このF9を越えると、小さな倒木のかかった滝があり、ここで下部ゴルジェから抜け出し、明るい広々とした沢になる。しばらく時計を見る余裕が無かったが11時30分を過ぎていた。のんびり行くと左岸より小さな沢が2つ入り込む。本院岳とマイナーピークからの沢である。ここを過ぎしばらく行くと、右岸に快適な天幕場があった。焚き火の跡もあり、裾花本谷でもっとも快適な天幕場の様なので、少々早いがここで今日は幕営することとした。しかし、結構ここを利用する人が多いようで、焚き火の材料が乏しいのが難点である。濡れた荷物を出して乾かすことにする。焚き火の材料も少し上流から集めてきて一晩はもちそうな量が確保できた。行水したりしてのんびりと過ごした。夜は焚き火を囲み、至福の時を過ごした。
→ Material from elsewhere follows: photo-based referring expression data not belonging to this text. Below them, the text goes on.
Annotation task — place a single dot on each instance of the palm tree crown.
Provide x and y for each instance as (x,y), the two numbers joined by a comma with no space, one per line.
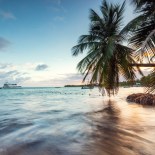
(106,57)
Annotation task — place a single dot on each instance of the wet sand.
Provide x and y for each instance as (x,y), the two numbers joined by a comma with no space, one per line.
(90,125)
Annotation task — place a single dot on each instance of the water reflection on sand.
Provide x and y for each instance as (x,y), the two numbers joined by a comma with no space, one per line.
(94,126)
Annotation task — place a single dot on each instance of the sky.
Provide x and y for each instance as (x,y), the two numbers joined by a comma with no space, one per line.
(36,38)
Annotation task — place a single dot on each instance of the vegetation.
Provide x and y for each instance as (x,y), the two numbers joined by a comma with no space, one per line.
(107,58)
(143,37)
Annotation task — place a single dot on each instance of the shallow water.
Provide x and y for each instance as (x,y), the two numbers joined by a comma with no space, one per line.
(72,121)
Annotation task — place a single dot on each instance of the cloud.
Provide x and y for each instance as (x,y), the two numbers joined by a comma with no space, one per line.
(65,79)
(7,15)
(59,18)
(3,66)
(13,76)
(3,43)
(41,67)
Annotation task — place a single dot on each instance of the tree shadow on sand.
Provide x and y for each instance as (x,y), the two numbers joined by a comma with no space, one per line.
(109,136)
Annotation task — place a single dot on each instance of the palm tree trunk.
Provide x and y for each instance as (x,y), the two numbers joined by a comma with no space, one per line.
(143,65)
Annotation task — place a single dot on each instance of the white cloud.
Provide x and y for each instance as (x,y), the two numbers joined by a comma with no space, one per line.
(41,67)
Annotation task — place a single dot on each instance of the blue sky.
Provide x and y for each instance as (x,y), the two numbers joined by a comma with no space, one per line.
(36,38)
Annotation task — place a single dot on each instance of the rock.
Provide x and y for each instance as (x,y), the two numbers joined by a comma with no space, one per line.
(141,98)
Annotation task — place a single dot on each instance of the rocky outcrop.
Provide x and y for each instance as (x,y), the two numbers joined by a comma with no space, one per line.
(141,98)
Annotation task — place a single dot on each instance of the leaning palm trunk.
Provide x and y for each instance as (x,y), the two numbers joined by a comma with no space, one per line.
(107,58)
(143,36)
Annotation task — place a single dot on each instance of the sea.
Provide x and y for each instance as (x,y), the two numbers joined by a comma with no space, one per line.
(74,121)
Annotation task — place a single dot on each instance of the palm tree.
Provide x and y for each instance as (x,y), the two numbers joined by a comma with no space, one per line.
(142,30)
(107,58)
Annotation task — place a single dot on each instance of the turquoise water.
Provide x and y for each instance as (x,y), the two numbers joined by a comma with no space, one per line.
(73,121)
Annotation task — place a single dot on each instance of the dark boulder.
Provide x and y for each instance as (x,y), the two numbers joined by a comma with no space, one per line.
(141,98)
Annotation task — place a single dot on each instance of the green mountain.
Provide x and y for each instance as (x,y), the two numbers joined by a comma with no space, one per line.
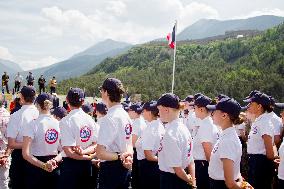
(210,27)
(232,66)
(10,67)
(83,62)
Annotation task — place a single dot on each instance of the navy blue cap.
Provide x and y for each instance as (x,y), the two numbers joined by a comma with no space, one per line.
(43,97)
(252,93)
(260,98)
(169,100)
(136,108)
(279,105)
(227,105)
(59,112)
(101,107)
(150,106)
(197,95)
(189,98)
(87,108)
(202,101)
(220,96)
(28,91)
(75,95)
(125,106)
(112,84)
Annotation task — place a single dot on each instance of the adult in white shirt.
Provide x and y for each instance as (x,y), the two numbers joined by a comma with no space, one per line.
(18,81)
(147,147)
(224,165)
(203,142)
(138,125)
(40,146)
(78,140)
(4,158)
(17,122)
(175,152)
(114,148)
(260,142)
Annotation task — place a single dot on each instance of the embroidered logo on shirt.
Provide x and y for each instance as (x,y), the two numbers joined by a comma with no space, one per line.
(189,148)
(161,144)
(85,134)
(128,131)
(51,136)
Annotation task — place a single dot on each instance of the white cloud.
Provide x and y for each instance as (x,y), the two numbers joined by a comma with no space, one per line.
(37,63)
(126,20)
(265,11)
(5,54)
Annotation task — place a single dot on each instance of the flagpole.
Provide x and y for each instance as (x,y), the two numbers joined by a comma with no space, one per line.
(174,65)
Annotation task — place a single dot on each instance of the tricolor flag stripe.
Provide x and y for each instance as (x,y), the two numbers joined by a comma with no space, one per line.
(171,37)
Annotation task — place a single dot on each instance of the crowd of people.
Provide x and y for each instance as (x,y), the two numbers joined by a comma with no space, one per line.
(169,143)
(18,82)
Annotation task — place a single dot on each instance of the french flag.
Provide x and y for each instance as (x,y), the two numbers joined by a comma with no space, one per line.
(171,37)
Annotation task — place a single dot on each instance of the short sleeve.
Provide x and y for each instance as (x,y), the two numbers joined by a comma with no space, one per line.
(227,150)
(266,128)
(13,126)
(205,133)
(173,154)
(148,139)
(67,137)
(29,130)
(108,132)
翌朝は4時起床、天気も昨日に続き良い。6時30分出発する。ジャブジャブと行くと左岸より30m程度の美しい滝となってキレット沢が合流する。ちょっと素晴らしすぎる景色で、しばし感動してしまう。太田さんが釜に期待をこめて偵察に入っていく。落ち口は直径10m程度の円形の釜ができている。(キレット沢の美しい滝を観察する太田さん)

塚田もひょっとしたら、と思うものの、残念。しかしここは美しいところである。なごり惜しいが先をいそぐ。なお、ここは直登は無理。右岸を高巻くのが良いようである。(こちにもキレット沢の美しい滝を観察する塚田)
沢はだんだん滑が現れてくる。幅も徐々に狭まり、上部ゴルジェの様相となってくる。両脇が断崖絶壁となり、一段と沢幅が狭まるとF1奥魚止の滝である。大きな釜をもった滝である。
ここは滝の中段に棚がある。まずはこの棚に這い上がることとする。朝一番の泳ぎは辛いが、塚田が先行で釜の水に浸る。釜の右岸の岩をひろいながら泳ぎ、滝の中段の棚に先ずは這い登る作戦でいく。塚田が空身で朝の流れの中に入る。冷たい。が、足がつく。なんだ泳ぎではなくても良いではないか、、、結局へつって行き、棚に登る。ザックをザイルで回収し、太田さんが来る。ここからは太田さんが先。
(上部ゴルジェF1の滝)
太田さんが右岸のホールドをうまく掴み、少々右移動して滝上にでる。結構登り易い様である。一応ザイル確保してもらい塚田が次に這い上がる。途中右のホールドをとるため少しだけ右移動したいのだが、足場も適当なホールトも無く、少しだけやっかいであった。上部ゴルジェではこの滝が一番やっかいなので後は以外に気が楽である。(ザイルには助けてもらいました。F1滝上の塚田)
次から次と滝が現れるが、右から左からと越えていく。途中ザイルを使った部分もあったが下部ゴルジェのF9や上部ゴルジェのF1ほども悪く無いので安心である。上部ゴルジェの中で左岸から九頭龍沢が入り込む。この左岸台地もテント適地と言うことだったが、そんなに適地とは思えなかった。流れは徐々に細くなっていく。(写真はF1の滝上の太田さん)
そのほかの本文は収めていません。